In Doyo, one of the most affected areas, a housing complex was littered with huge rocks believed to have rolled down from a nearby mountain, according to an AFP reporter at the scene.
Sediment and waste swept by the floods piled up on the pavement.
The non-stop wail of ambulance sirens could be heard, as heavy equipment was used to clear the roads.
At least 2,200 people have been affected by the disaster and the local government has announced a 14-day state of emergency, said Jayapura police chief Victor Dean Mackbon.
Video footage showed rescuers administering oxygen to a victim who appeared to be trapped beneath a fallen tree.
A propeller plane lay partly crushed on a runway at the airport of nearby provincial capital Jayapura.
“The rain started last night and went on until around 1:00 am this morning,” said Lilis Puji Hastuti, a 29-year-old mother of two young children in Sentani.
“Our house was flooded with thick mud … we immediately grabbed our valuables and ran to a neighbour’s (two-storey) house to seek refuge.
“It’s hard to get out of the area because many roads are blocked… I’m worried, sad and scared all at once,” she told AFP.
In Sentani, tents have been set up to take in flood victims and treat the wounded.
Papua shares a border with independent Papua New Guinea on an island just north of Australia.

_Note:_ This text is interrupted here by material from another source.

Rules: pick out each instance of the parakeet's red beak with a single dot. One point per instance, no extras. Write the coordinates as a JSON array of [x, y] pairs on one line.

Flooding is common in Indonesia, especially during the rainy season which runs from October to April.
In January, floods and landslides killed at least 70 people on Sulawesi island, while earlier this month hundreds in West Java province were forced to evacuate when torrential rains triggered severe flooding.
The Southeast Asian archipelago of some 17,000 islands is one of the most disaster-prone nations on Earth, straddling the Pacific Ring of Fire, where tectonic plates collide.
Earthquakes and volcanic eruptions are common.
In December, the western part of Java island was slammed by a deadly volcano-triggered tsunami that killed about 400 people.
Also last year, the city of Palu in Sulawesi was rocked by a quake-tsunami disaster that killed thousands, while hundreds of others died in a series of quakes that hit the holiday island of Lombok, next to Bali.